Tech Blog

I started running Kubernetes in production in early 2022. At the time, I'd done the tutorials, understood the concepts, and felt reasonably prepared. Then production happened.

Three years later, here are the things I actually learned from running it — not the things you read in the official documentation, but the things you discover at 2am when something stops working in a way you didn't know was possible.

Resource Limits Are Not Optional

The first major incident I had was a runaway process in one container that consumed all available CPU on a node, causing unrelated pods to start failing. Kubernetes doesn't enforce resource limits unless you set them. If you don't set CPU and memory limits on every container, one misbehaving workload can destabilise everything running on that node.

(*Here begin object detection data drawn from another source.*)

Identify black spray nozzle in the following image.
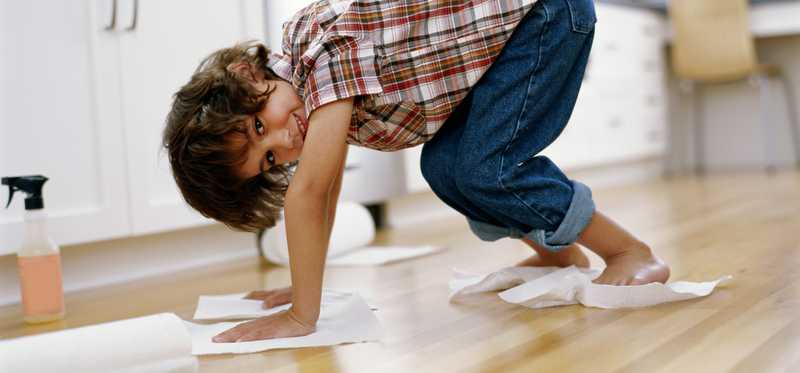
[2,175,47,210]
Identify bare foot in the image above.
[517,239,589,268]
[593,243,669,285]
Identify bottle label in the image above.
[17,254,64,316]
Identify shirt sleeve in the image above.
[304,35,383,114]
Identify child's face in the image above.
[231,79,308,179]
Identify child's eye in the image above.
[267,150,275,166]
[253,117,264,135]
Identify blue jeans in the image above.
[421,0,596,251]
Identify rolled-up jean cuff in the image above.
[525,180,595,252]
[467,180,595,252]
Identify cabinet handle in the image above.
[105,0,117,31]
[124,0,139,31]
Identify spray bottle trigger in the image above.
[6,185,15,208]
[3,177,18,208]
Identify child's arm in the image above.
[213,99,353,342]
[285,99,353,325]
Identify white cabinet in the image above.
[0,0,263,255]
[119,0,263,234]
[543,3,667,169]
[0,0,129,254]
[403,3,667,192]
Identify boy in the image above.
[164,0,669,342]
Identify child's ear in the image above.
[226,61,264,84]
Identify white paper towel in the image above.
[0,313,197,373]
[191,294,381,355]
[450,266,732,308]
[193,289,376,320]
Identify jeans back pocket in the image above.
[564,0,597,34]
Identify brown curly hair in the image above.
[162,42,290,232]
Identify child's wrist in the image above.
[286,307,317,328]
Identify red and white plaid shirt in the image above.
[268,0,536,151]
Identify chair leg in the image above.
[689,82,706,176]
[756,74,775,174]
[780,72,800,168]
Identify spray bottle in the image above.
[2,175,64,324]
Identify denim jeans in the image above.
[421,0,596,251]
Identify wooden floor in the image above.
[0,172,800,373]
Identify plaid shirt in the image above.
[268,0,536,151]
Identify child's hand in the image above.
[211,309,316,343]
[244,287,292,309]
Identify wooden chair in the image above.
[668,0,800,174]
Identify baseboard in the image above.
[0,224,257,306]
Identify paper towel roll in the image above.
[0,313,197,373]
[261,201,375,265]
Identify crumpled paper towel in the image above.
[184,294,382,355]
[450,266,733,308]
[192,289,377,320]
[0,313,198,373]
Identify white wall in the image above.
[0,224,257,306]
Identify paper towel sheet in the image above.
[193,289,377,320]
[185,294,381,355]
[0,313,197,373]
[450,266,732,308]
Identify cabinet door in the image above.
[119,0,263,234]
[0,0,129,255]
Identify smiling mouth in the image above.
[293,114,308,141]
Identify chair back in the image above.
[667,0,758,82]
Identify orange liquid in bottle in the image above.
[17,254,64,323]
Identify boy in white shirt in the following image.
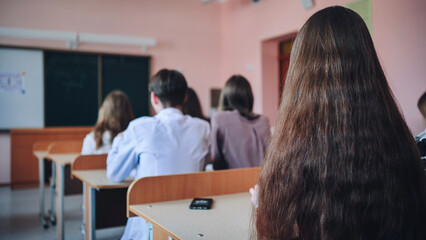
[107,69,210,239]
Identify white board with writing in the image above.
[0,48,44,130]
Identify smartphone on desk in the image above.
[189,198,213,210]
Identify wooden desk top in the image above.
[33,150,49,159]
[129,192,252,240]
[72,169,133,189]
[47,153,80,165]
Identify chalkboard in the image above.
[102,55,149,117]
[0,48,44,130]
[44,51,150,126]
[44,51,98,126]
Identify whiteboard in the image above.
[0,48,44,129]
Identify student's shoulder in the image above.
[212,111,239,122]
[84,130,95,140]
[128,116,157,128]
[185,115,210,128]
[259,114,269,125]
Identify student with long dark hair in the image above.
[255,7,426,239]
[81,90,134,154]
[211,75,271,169]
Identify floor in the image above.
[0,186,124,240]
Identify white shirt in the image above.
[107,108,210,239]
[81,131,112,155]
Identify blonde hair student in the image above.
[81,90,134,154]
[255,6,426,239]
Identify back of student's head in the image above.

Setting limits feels pedantic when you're moving fast. It's not pedantic — it's load isolation. Set limits on everything. Use LimitRange objects to enforce defaults at the namespace level so newly deployed workloads can't accidentally be unlimited.

Networking Is Where Things Get Weird

DNS within a Kubernetes cluster seems simple until it doesn't work. I've spent hours debugging pods that couldn't resolve service names, external DNS not working correctly, network policies blocking traffic I expected to be allowed. The Kubernetes networking model is powerful and flexible, which is another way of saying it has a lot of configuration surface area that can be wrong.

What saved me: learning to use kubectl exec to drop into a pod and run nslookup and curl directly. Being able to test connectivity from inside the cluster, not just from outside it, cuts debugging time dramatically.

RBAC Will Bite You When You Least Expect It

RBAC permissions in Kubernetes are additive and not immediately obvious from any single place. I've had deployments fail in production because a service account was missing a specific permission that hadn't been needed in the staging environment (different namespace, different setup). Auditing what your service accounts can actually do — not what you think they can do — is worth doing periodically.

The Monitoring That Actually Matters

The standard advice is "set up Prometheus and Grafana." That's correct but incomplete. What you actually need to watch that people don't tell you: node pressure events (disk pressure, memory pressure before pods start getting evicted), pending pods (pods that can't be scheduled because nodes are full), and OOMKilled events (containers being killed because they exceeded their memory limit — this is usually silent in the logs unless you're watching for it).

Upgrades Are Harder Than Setup

The Kubernetes upgrade process for managed clusters (EKS, GKE, AKS) has gotten better, but it's still not "click a button, wait five minutes." API deprecations across minor versions catch you by surprise. The node upgrade process requires draining pods and managing PodDisruptionBudgets carefully. I now plan a half-day for every minor version upgrade and have never finished significantly faster than that.

The Honest Summary

Kubernetes is worth learning and running when you actually need what it offers. But go in expecting operational complexity, invest in your monitoring from day one, and treat resource limits and RBAC as core configuration rather than nice-to-haves. The platform rewards careful operation.